Win right now is focusing on a few verticals: home and gifting, which is where its Homesick and Gravity brands fit in, and sports and outdoors, where Qalo and now Love Your Melon fit.

“It’s a really incredible product that we feel like, with our shared team, we can continue to really accelerate the growth of the brand,” Widrick said.

And the investment from Orangewood, he added, will help Win “to continue to add talent to that shared team that then powers our brands” and move at a faster pace.

Neil Goldfarb, a managing partner with Orangewood, has known about Win Brands for some time and has had a relationship with some of its management team for about 15 years, before Win was even founded.

“We think that this market, in terms of brands being aggregated up with best-in-class knowledge sharing and infrastructure, will be the winner long term in the industry. We truly believe Win can be transformative to the industry,” Goldfarb said. “What we’re trying to do is bring our operational resources and capital to help accelerate the business so that the company can do more of what they’re already doing.”

The benefit of holding companies

DTC brands in recent history have often grown and scaled independently. For some this has led to exits, most commonly via merger and acquisition, but public market entrances by way of IPO or more recently de-SPAC transaction have gained steam.

However, for brands that may not yet be ripe for acquisition by a large firm or have the revenue necessary to attract interest in the public markets, an alternative avenue has gained traction in order to help brands scale: holding companies.

In addition to Win Brands Group, companies like Pattern, Harry’s Inc. and Very Great have emerged as a way to provide resources and expertise to brands. For Win in particular, its shared team helps alleviate challenges many founders face and the company views itself as very founder-friendly, according to Widrick.

“I have very direct conversations with the founders about their options. I think if they’re large enough to eventually go public on their own, that’s a great option. I think if they have strategics that are interested in their business, that’s a great option,” he said. “I think we present a very different, let’s say second option, where we come at it from a founder mentality … We understand how challenging it is to build these businesses. And we come at them with a shared team of resources.”

By plugging the brands it acquires into its shared team, it frees up founders’ time to focus on other aspects of the business like “building great product,” Widrick said.

This was a selling point for Love Your Melon’s Quinn. Quinn and Keller will remain on as co-CEOs of the brand, and while they don’t expect anything to change around Love Your Melon’s mission, using Win’s shared team means they can focus on areas of the business they otherwise couldn’t. 

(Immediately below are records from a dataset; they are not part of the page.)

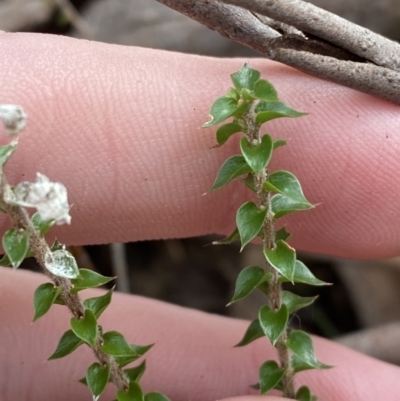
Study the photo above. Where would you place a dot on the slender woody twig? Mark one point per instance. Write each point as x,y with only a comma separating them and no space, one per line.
327,46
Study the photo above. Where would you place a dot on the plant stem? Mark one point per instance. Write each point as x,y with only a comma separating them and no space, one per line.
40,249
274,286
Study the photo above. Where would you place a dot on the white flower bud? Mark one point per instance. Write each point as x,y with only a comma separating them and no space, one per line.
49,198
14,118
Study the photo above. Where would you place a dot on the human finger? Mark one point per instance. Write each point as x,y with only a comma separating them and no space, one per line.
193,356
119,126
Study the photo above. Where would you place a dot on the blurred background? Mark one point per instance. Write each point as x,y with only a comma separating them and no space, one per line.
366,318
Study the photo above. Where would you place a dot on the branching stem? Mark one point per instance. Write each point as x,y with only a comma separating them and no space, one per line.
274,286
39,247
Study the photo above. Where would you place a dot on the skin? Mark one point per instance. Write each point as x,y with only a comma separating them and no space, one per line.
119,126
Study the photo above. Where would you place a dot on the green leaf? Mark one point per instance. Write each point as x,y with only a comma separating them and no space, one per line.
6,152
253,332
264,90
61,263
249,221
135,374
155,396
249,182
69,342
282,258
16,245
294,302
141,349
232,237
97,378
301,345
116,345
303,275
86,327
222,108
272,322
44,298
257,156
224,132
98,304
232,93
126,360
248,280
267,111
281,205
42,226
245,78
89,279
286,184
232,168
282,234
270,375
304,394
279,142
134,393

“We’re really excited about actually getting back to focusing on what we’re good at, which is the brand and on-the-ground marketing efforts and impact efforts. Because for a few years we got really bogged down in the operations of the business,” Quinn said.

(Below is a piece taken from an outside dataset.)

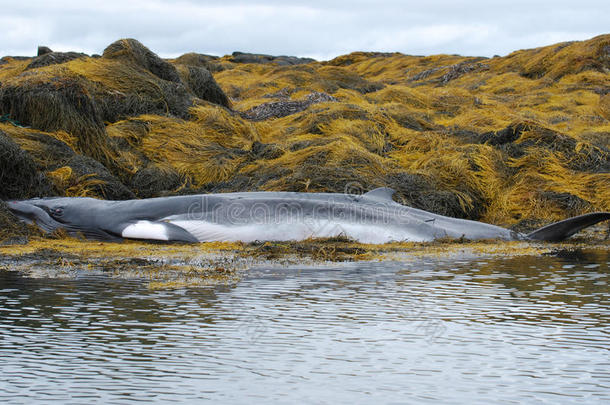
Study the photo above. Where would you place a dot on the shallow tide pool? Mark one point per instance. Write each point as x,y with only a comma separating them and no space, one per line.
530,329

The brand expects to bring back in-person events, which have been put on hold for the past two years. The brand is kicking off a “build your own beanie” tour, which allows recipients to customize their beanies from the color of the hat to the pom and patch attached to it. Love Your Melon initially tested it out in Minneapolis and plans to bring it to Boston, New York and Chicago in the back half of 2022.

One thing that differentiates Win Brands Group from other DTC holding companies, like Pattern or Harry’s Labs, is that it doesn’t incubate brands — and it doesn’t intend to going forward.

“We need to have a connection with and really have a lot of respect and confidence in the founders so that they become partners of ours,” Widrick said. “That gets us excited for the next chapter of growth for them.”

All of the brands Win brings into its portfolio are considered category-leading brands, by the company’s standards, and are profitable — something that has seemingly become scarce as more DTC brands enter the public markets.

“Our goal with them is simple: Can we grow your business faster than you would have been able to grow it on your own? And can we make that happen so that your brand is more profitable?” Widrick said.